Since we are anchored only a hundred yards from the cave itself, I decided to head over there this morning at high, slack tide. I had the place to myself, and because the tide here is only a couple of feet, I was able to dive down and swim through the main entrance to the cave with no problems. Inside it was even more eerie, with blue light shining through the water at the entrances, and sunlight streaming down through the holes in the ceiling. I took my time exploring each corner of the cave, counting the fish I was seeing and following all the entrances and exits.

I had swum into a darker corner of the cave, to a small hole I had not noticed before, when a dark shape materialized on the floor just a few feet away. There, hanging out on the bottom with its back to me, was a nurse shark, 3 or 4 feet long.

Now, nurse sharks, of all the sharks, are some of the most docile creatures. They have small mouths and big, swishy tails, and they really don't have any interest in humans at all. We see them a lot from the boat or out in the open in coral. This shark was clearly just waiting for me to go away.

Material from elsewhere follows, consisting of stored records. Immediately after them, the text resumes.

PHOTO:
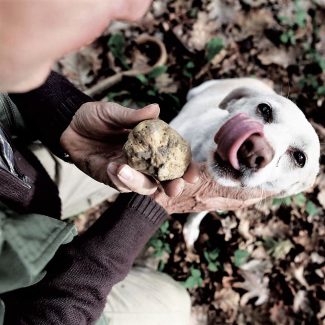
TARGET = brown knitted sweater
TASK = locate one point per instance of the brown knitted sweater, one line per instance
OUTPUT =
(82, 273)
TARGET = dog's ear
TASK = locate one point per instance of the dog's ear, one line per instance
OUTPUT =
(236, 94)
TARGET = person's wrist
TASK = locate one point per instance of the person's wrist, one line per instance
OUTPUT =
(163, 200)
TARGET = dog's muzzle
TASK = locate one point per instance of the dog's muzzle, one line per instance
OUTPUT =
(241, 141)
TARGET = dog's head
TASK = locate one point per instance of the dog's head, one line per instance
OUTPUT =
(264, 141)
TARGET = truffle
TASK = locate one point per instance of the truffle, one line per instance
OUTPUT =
(155, 149)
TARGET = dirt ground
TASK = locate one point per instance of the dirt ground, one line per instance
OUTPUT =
(264, 264)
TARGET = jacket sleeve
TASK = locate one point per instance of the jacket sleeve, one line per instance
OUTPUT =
(82, 273)
(48, 110)
(27, 243)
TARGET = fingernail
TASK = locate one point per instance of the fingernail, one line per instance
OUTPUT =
(126, 173)
(112, 168)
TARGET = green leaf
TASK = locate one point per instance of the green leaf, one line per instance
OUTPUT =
(195, 273)
(240, 257)
(157, 71)
(143, 79)
(321, 91)
(213, 267)
(282, 248)
(299, 200)
(301, 18)
(214, 46)
(190, 283)
(284, 19)
(278, 249)
(164, 228)
(282, 201)
(311, 208)
(151, 92)
(284, 38)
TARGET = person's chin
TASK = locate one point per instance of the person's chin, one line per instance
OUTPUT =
(24, 82)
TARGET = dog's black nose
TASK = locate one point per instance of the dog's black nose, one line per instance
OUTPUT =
(255, 152)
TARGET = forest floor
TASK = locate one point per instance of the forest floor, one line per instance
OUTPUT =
(260, 265)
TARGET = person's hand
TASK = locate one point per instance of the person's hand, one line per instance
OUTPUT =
(207, 195)
(94, 141)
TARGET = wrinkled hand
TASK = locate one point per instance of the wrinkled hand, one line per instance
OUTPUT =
(95, 138)
(207, 195)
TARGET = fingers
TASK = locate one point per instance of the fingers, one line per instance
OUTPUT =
(174, 188)
(192, 174)
(127, 179)
(126, 117)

One part of my brain calmly registered these facts, and I spent a good one hundredth of a second observing the shark as I would any other fish before the other part screamed, "RUN! And don't bleed! They love blood! Oh, where is the exit? Which exit? Oh my God, I have my back to a shark! What if he grabs a fin? I'll kick him. Can he smell fear? Am I sweating in the water? Does my finning make me sound like a fish in distress? Are my endorphins kicking in? Must be, because I am outside the cave BUT ON THE WRONG SIDE OF THE ISLAND." And so on.

As far as I can tell, the shark never budged. We'll see if he's still there when we go back this afternoon at low, slack tide.

Thursday, May 03, 2007

Puerto Rico Memories

These are from Puerto Rico. We hired a taxi driver, shown drinking his Coco Frio (cold coconut) in the background. That's Forbes and Jamie from Indra in the portrait.